Open source, despite its community roots, often doesn't become mainstream until corporations get involved. There are notable exceptions--Mozilla Firefox and the Apache Web server being just two--but often it is corporate self-interest that provides the mechanism to deliver the value of community-developed open source to a mainstream audience.
While the mobile market remains highly fragmented, therefore, I take it as a very encouraging sign that Google has thrown its considerable heft behind Android, its open-source mobile operating platform.
Sure, we've had mobile open-source companies for years. I was part of one of the first: Lineo, an embedded Linux vendor that distributed an optimized Linux distribution for PDAs like the Sharp Zaurus. More recently, Funambol has proved popular as a mobile application server, specializing in synchronization technology.
But just as Linux's big moment on the server came with IBM's $1 billion commitment to fund its development and marketing, so, too, will the mobile open-source market come into its own with Google Android.
Android has recently pulled ahead of Microsoft's Windows Mobile in the smartphone market, according to data from AdMob, hitting a global 5 percent market share (in terms of access to mobile ads, not units shipped), while continuing to grow 25 percent month over month.
While Microsoft dominates on the desktop, with even its not-yet-released Windows 7 beating Linux, according to W3C data, Linux, and increasingly Google's Android flavor of Linux, is making a big push on smartphones.
To fuel this, Google has been upping its commitment to developers, most recently with an upgrade to its Android Market, but also pushing its handsets into an ever-widening array of handset manufacturers and wireless carriers, most recently Sprint.
I've suggested that the only way to beat Apple's iPhone is with a big commitment of resources. Google appears to be doing this, but in an intelligent way: it is trying to attract a wide community of developers to share the burden of beating the iPhone.

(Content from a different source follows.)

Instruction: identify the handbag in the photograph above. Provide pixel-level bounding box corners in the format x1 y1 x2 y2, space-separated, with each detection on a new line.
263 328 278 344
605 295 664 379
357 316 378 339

InfoWorld's Neil McAllister thinks it's not working, but I'm more sanguine. So long as Google invests marketing and development resources to Android, the open-source operating platform has a good chance.
And, importantly, so long as Google remains committed to mobile, there's a very good opportunity for other mobile open-source players to draft on its momentum. An entire open-source industry has grown up in the shadow of IBM's original $1 billion commitment to Linux.
The same can happen in mobile, and this time it will be Google's turn to lead.